“Contrails formed by aircraft can evolve into cirrus clouds indistinguishable from those formed naturally. These ‘spreading contrails’ may be causing more climate warming today than all the carbon dioxide emitted by aircraft since the start of aviation.Aviation is at present responsible for about 3% of all fossil fuel carbon dioxide emissions, but an estimated 2–14% of anthropogenic climate forcing. Furthermore, its contribution to climate forcing could triple by 2050, according to some scenarios. As such, mitigating the impact of aviation on climate has become a subject of considerable public and political interest. The debate is complicated, however, by the fact that aviation’s climate impact results from a number of different factors, as well as by the large uncertainty in the effect that some of these factors have on climate. Writing in Nature Climate Change, Burkhardt and Kärcher present a global modelling study that quantifies the climate effect of ‘spreading contrails’ — the least well quantified of all the aviation-related climate-forcing agents.” Olivier Boucher, “Atmospheric science: Seeing through contrails,” Nature Climate Change 1: 24–25, 29 March 2011, reviewing the paper by Ulrike Burkhardt & Bernd Kärcher, “Global radiative forcing from contrail cirrus,” Nature Climate Change 1: 54–58, 29 March 2011.
“Condensation trails (contrails) in the wake of an aircraft are formed by the mixing of hot, moist air coming out of the engine with cold ambient air. When the atmosphere is supersaturated with respect to ice, the line-shaped contrails can spread to form cirrus cloud, which has a warming effect on climate. Its relevance to the climate system remains unknown. Burkhardt and Kärcher used a model that simulates this spreading process to assess the warming effects of contrails and the cirrus clouds that form from them. Their results indicate that so-called spreading contrails cause an order of magnitude more climate warming than the line-shaped contrails alone, and are the largest single climate-forcing agent associated with aviation. However, contrail spreading is not the only mechanism that could explain this increase. It has also been suggested that aircraft-emitted aerosols could serve as ice nuclei and facilitate the formation of cirrus cloud. To understand the impact of aviation on climate, it is necessary to quantify the importance of these two mechanisms. This, however, is not a straightforward task.

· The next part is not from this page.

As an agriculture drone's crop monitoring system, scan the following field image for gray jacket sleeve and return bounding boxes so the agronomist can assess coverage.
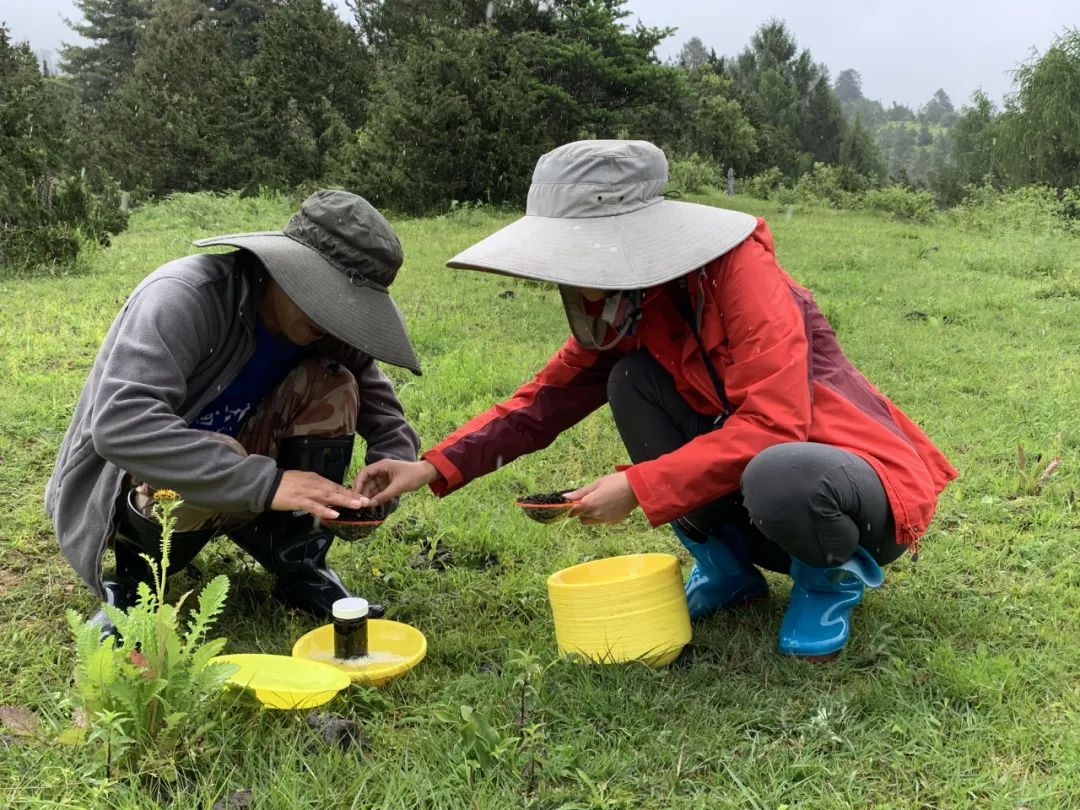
[339,346,420,464]
[91,276,276,512]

These findings are important if the calculations of Burkhardt and Kärcher are correct. They provide a basis to develop mitigation strategies to reduce the impact of aviation on climate. For instance, it has been suggested that flight routes or flight altitudes could be planned and altered in real time to avoid parts of the atmosphere that are supersaturated with respect to ice, but such a strategy is likely to lead to an increase in fuel consumption. Moreover, the results by Burkhardt and Kärcher might also justify the development of a novel engine concept that seeks to condense a fraction of the water vapour in aircraft emissions in a cooling unit before it leaves the engine. Reducing the content of water vapour in the engine exhaust would make contrail formation less likely.
The work of Burkhardt and Kärcher offers some exciting pointers as to how the impacts of aviation on the climate system might be reduced, but the uncertainties remain large. Given the urgency of the issue, it is important that research on the climate impacts of contrails and on how contrails could be mitigated through technological advances or operational changes in the aviation industry are pursued in parallel.”